21

384 29 10
                                    

Göz kapaklarımı delip bana ulaşmaya çalışan ışığa karşı kolumla siper aldım. Yattığım yerde kıpırdamaya başladığımda başımın altındaki yumuşak yastığı fark ettim.

Gözlerimi açarken esneyişime engel olamadım. Hafızamın son demlerini yoklamaya çalışırken doğruldum. Ne kadar uzun bir gece yaşadığımı hatırladım.

Ashton'ın evine gelmiştim. Ona her şeyi anlatmıştım. Ve yine aramızda o engelleyemediğim çekim baş göstermişti.
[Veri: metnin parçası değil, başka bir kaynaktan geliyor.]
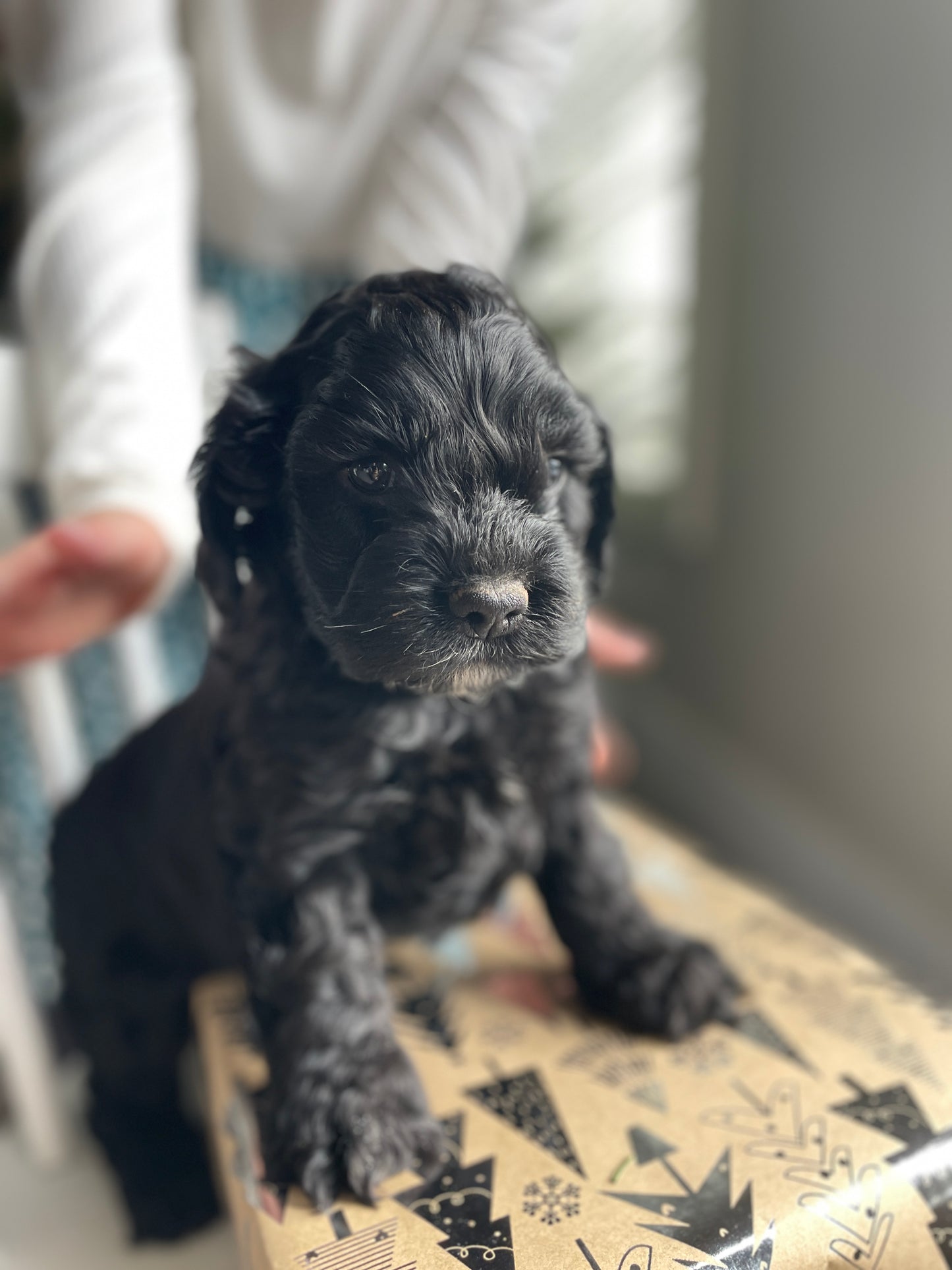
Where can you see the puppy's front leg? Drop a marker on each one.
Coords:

En son bana bir şeyler anlatıyordu. Kanepesinde uyuyakalmış olmalıydım.

Uykum iyice açılıp, bilincim yerine gelirken daireyi gözlerimle taradım. Yatağı dün geceki gibi derli toplu duruyordu. Mutfak boştu. İç çekip önüme dönerken sehpadaki notu gördüm. Uzanıp aldım.
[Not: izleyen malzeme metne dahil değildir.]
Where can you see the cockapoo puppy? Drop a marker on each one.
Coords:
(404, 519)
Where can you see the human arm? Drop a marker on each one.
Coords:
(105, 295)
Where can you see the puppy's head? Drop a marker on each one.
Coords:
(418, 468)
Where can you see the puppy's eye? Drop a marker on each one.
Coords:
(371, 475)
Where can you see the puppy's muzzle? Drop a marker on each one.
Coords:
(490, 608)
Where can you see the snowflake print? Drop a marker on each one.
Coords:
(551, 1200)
Evinde gibi hisset. Çok geçmeden dönmüş olurum. :)

Oflayıp, elimin kucağıma düşmesine izin verdim. Uyandığımda yanımda olmasını beklemek fazla iddialı bir dilekti zaten. Sonuçta bakıcım falan değildi. Üzerimdeki battaniyeyi kaldırıp kenara atıp ayaklarımı zeminle buluşturdum.

Banyoya giderken kapının yanında duran çantamı gördüm. Ayaklarımı sürüyerek ulaştığım çantadan temiz çamaşırlarımı alıp yeniden banyoya ilerledim.
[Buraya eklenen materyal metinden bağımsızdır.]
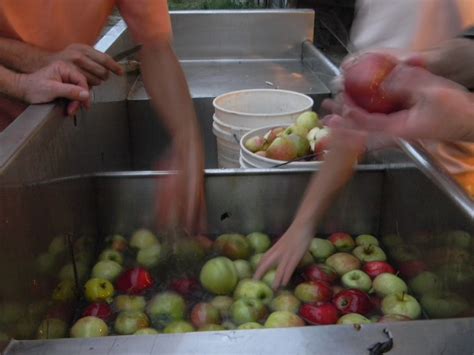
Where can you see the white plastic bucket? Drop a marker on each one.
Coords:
(238, 112)
(253, 160)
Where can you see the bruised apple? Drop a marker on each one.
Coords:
(363, 82)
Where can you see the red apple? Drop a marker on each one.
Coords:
(342, 241)
(412, 268)
(320, 272)
(363, 82)
(135, 281)
(375, 268)
(99, 310)
(325, 313)
(352, 301)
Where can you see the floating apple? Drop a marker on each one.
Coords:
(130, 303)
(89, 327)
(204, 314)
(134, 281)
(357, 279)
(98, 290)
(260, 242)
(219, 276)
(343, 262)
(233, 246)
(255, 289)
(402, 304)
(319, 314)
(106, 269)
(321, 249)
(342, 241)
(143, 238)
(282, 319)
(387, 284)
(246, 310)
(375, 268)
(352, 301)
(367, 253)
(313, 291)
(165, 308)
(353, 318)
(129, 322)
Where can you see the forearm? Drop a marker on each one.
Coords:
(22, 57)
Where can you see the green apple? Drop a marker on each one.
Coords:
(367, 239)
(283, 319)
(255, 289)
(179, 326)
(343, 262)
(386, 284)
(368, 253)
(260, 242)
(89, 327)
(219, 276)
(308, 120)
(129, 322)
(113, 255)
(250, 325)
(130, 303)
(443, 304)
(143, 238)
(425, 282)
(321, 249)
(285, 302)
(255, 260)
(98, 290)
(166, 307)
(107, 269)
(222, 303)
(146, 331)
(357, 279)
(233, 246)
(149, 257)
(402, 304)
(353, 318)
(246, 310)
(244, 269)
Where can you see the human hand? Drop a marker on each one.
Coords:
(93, 64)
(57, 80)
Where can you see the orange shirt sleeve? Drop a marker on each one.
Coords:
(147, 20)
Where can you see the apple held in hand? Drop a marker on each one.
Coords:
(364, 82)
(352, 301)
(89, 327)
(98, 290)
(233, 246)
(321, 249)
(375, 268)
(253, 289)
(246, 310)
(357, 279)
(219, 276)
(313, 291)
(343, 262)
(319, 314)
(367, 253)
(387, 284)
(342, 241)
(205, 314)
(165, 308)
(402, 304)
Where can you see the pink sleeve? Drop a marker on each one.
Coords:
(148, 20)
Kapıyı kilitlerken duştan çıktığımda Ashton'ın dönmüş olmasını umuyordum.

Buhar dolu banyodan çıkarken burnuma dolan kızarmış ekmek kokusuyla gülümsedim.

Gelmişti.

Sırtı bana dönük bir şekilde tezgahta bir şeyler hazırlıyordu. Üzerindeki beyaz tişört sırtında gerilmişti. Saçlarının kıvırcıkları ensesine doğru belirginleşiyordu. Hiç efor sarf etmeden böyle iyi görünmesi biraz sinir bozucuydu. Büyüsünden kurtulmak için dikkatimi dağıttım.

"Hey," dedim ona yaklaşırken. Sesimi duyar duymaz geriye dönüp bana baktı. Yüzüne aydınlık bir gülüş yayıldı.

"Hey," dedi benimle neredeyse aynı tonda bir yumuşaklıkta. "Sen uyanmadan gelmeyi umuyordum."

Kaşlarımı kaldırırken omuz silktim.

"Geç kaldın."

"Öyle görünüyor." dedi gülüşünü bozmadan.

"Ne pişiriyorsun?" diye sordum. Yanına adımlarken kenara çekilip ocağı görmeme izin verdi.

"Sadece omlet ve biraz kızarmış ekmek."

"İdare eder." dediğimde alınmış bir şekilde omzuma vurdu.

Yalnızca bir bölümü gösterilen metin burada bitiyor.